Katja Gloger beschäftigt sich seit über 30 Jahren mit Russland, studierte Russische Geschichte, Politik und Slawistik in Hamburg und Moskau und ging Anfang der neunziger Jahre als Korrespondentin für das Magazin «Stern» nach Moskau. Sie erlebte dort den Zusammenbruch der Sowjetunion, interviewte Michail Gorbatschow, Boris Jelzin und Wladimir Putin. Seit 2009 arbeitet sie wieder in der Hamburger Redaktion des «Stern» mit den Schwerpunkten Russland, Internationale Politik und Sicherheitspolitik. 2010 bekam sie den Henri-Nannen-Preis, 2014 wurde sie als politische «Journalistin des Jahres» ausgezeichnet.
☛ Russland-Experte und Boris Reitschuster zur russischen Einflussnahme in der Ukraine:
Daniele Ganser schreibt viel über US-amerikanischen Einfluss auf die Ukraine. Einflussnahmen Russlands dagegen werden kleingeredet oder kommen nicht vor.

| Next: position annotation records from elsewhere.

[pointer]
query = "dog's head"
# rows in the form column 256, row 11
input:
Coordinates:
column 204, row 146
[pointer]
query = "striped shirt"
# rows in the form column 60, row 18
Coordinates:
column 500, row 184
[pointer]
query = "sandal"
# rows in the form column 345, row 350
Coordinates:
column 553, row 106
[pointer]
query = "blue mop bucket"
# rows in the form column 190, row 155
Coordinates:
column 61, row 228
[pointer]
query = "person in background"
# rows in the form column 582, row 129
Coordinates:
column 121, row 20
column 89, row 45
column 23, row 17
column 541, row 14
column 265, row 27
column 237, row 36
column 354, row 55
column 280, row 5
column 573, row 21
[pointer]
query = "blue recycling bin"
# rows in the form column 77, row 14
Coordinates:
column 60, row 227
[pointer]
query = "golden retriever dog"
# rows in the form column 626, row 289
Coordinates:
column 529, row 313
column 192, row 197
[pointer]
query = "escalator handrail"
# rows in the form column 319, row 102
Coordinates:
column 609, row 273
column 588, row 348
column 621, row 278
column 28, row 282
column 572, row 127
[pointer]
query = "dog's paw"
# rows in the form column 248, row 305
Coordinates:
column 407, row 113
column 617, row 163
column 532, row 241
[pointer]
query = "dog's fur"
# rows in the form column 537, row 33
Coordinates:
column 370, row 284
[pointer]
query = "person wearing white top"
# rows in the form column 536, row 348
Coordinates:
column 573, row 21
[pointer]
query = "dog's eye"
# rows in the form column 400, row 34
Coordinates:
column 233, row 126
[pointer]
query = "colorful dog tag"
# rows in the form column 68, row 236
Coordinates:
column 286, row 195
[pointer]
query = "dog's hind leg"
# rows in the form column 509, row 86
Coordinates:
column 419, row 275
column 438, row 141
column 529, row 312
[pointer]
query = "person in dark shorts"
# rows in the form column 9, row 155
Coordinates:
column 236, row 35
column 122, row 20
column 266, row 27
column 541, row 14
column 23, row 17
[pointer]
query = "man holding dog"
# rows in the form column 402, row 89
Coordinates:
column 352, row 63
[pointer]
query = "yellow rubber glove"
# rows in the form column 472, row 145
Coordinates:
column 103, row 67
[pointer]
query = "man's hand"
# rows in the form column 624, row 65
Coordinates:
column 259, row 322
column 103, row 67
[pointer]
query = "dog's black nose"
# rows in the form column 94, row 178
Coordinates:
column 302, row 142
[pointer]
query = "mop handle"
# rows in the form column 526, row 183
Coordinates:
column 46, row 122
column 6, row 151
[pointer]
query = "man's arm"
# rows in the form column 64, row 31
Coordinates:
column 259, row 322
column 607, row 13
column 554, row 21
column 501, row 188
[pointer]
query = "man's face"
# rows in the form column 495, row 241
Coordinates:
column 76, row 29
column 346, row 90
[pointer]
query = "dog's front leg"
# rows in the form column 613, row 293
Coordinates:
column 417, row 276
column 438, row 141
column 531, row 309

Der Journalist und Russland-Experte Boris Reitschuster zu den verschiedenen Einflussnahmen im Vorfeld der Maidan-Proteste:
«Seit Sowjetzeiten ist es Tradition in Moskau, hinter Unmut und Demonstrationen gegen die Machthaber nicht etwa Fehler derselben zumindest als mögliche Ursache in Erwägung zu ziehen, sondern immer einen Drahtzieher im Ausland ausfindig zu machen, vorzugsweise in den USA: Ebenso wenig wie die Sowjet-Funktionäre und ihre Führer konnten sich Putins Weggefährten und er selbst eingestehen, dass sie sich mit einer ungeschickten Politik in der Ukraine selbst ins Abseits manövriert hatten, dass sie es waren, die mit ihrer plumpen, massiven Einmischung dem pro-westlichen Kandidaten Juschtschenko erst zum Sieg verholfen hatten. Viel bequemer und viel aufbauender fürs Selbstwertgefühl war da die Verschwörungstheorie, der CIA hätte die Demonstranten allesamt bezahlt und auf die Strasse geschickt. Wie absurd diese Idee ist, wird deutlich, wenn man sie weiterstrickt: Könnte der CIA so einfach Hunderttausende auf die Strasse bringen und Regimes stürzen, so hätte er das in Moskau sicher längst gemacht.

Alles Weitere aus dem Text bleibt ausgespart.